A reference to fate as being a kind of “machine.” Some of Raskolnikov’s behavior after the crime is described as “mechanical” or “automatic,” indicating that he does not fully control his actions. Although Raskolnikov knows that crime can cloud man’s judgment, he feels this will not apply to him. He is, of course, mistaken in this assumption.
Despite these rational justifications, however, Raskolnikov feels his plan is slipping away from him, even as he resolves more than ever to carry it out. But as he goes downstairs he sees that Nastasya is home, making it impossible to steal the axe. As he passes by, cursing himself, he looks into the caretaker’s closet and sees an axe under a bench. He is encouraged by this coincidence and slips the axe into the coat’s loop. He realizes, however, that he has not changed out of his noticeable hat. As he walks he daydreams about improvements to be made to a park in Petersburg.
Two instances of “fate” or luck, one negative, one positive. Raskolnikov simply assumes he will be able to take the axe when Nastasya is out, but she is in that evening—he must make other plans. Thus the stroke of good luck: he sees something in the caretaker’s closet that turns out to be an axe suitable for the murder. He slips it into his coat. But the hat, so prominent and strange to onlookers on the street, remains on his head.

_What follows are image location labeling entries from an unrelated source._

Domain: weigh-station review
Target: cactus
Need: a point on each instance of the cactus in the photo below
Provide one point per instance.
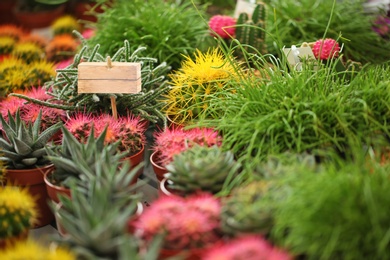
(200, 169)
(23, 144)
(244, 211)
(197, 84)
(17, 211)
(64, 88)
(250, 32)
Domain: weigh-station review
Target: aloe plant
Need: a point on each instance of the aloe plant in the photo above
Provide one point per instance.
(23, 144)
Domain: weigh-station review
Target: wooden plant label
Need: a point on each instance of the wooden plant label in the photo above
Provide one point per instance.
(244, 6)
(110, 77)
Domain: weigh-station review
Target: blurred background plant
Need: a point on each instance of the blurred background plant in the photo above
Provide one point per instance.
(293, 22)
(167, 35)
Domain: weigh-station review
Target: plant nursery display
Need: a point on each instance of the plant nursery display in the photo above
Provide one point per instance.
(72, 156)
(188, 225)
(267, 128)
(167, 35)
(64, 89)
(17, 213)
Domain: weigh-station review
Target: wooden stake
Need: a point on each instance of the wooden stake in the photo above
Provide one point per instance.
(113, 99)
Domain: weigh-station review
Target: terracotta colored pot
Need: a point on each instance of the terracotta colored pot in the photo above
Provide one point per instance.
(10, 241)
(42, 19)
(53, 190)
(158, 170)
(33, 179)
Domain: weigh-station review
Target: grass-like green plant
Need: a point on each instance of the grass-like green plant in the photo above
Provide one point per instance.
(64, 89)
(306, 111)
(168, 29)
(340, 213)
(291, 22)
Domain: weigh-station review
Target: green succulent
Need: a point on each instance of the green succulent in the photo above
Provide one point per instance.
(95, 218)
(23, 144)
(64, 89)
(72, 158)
(201, 168)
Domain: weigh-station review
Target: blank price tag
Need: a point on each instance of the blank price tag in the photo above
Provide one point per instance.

Raskolnikov climbs the old woman’s staircase unnoticed, past the second floor where there are painters working. No one else is present. Raskolnikov stands outside the old woman’s door and worries that he is too pale—he fears he will arouse her suspicions—but rings the bell anyway. He senses the old woman on the other side of the door and moves back, to make it seem he is calm and not hiding from her. She begins to lift the latch.
Throughout the novel a motif recurs of people hiding behind doors. Raskolnikov can sense the old woman’s presence even when he does not see her. He is unable, however, to “sense” Svidrigailov behind Sonya’s wall later in the novel, and the consequences for Raskolnikov are disastrous.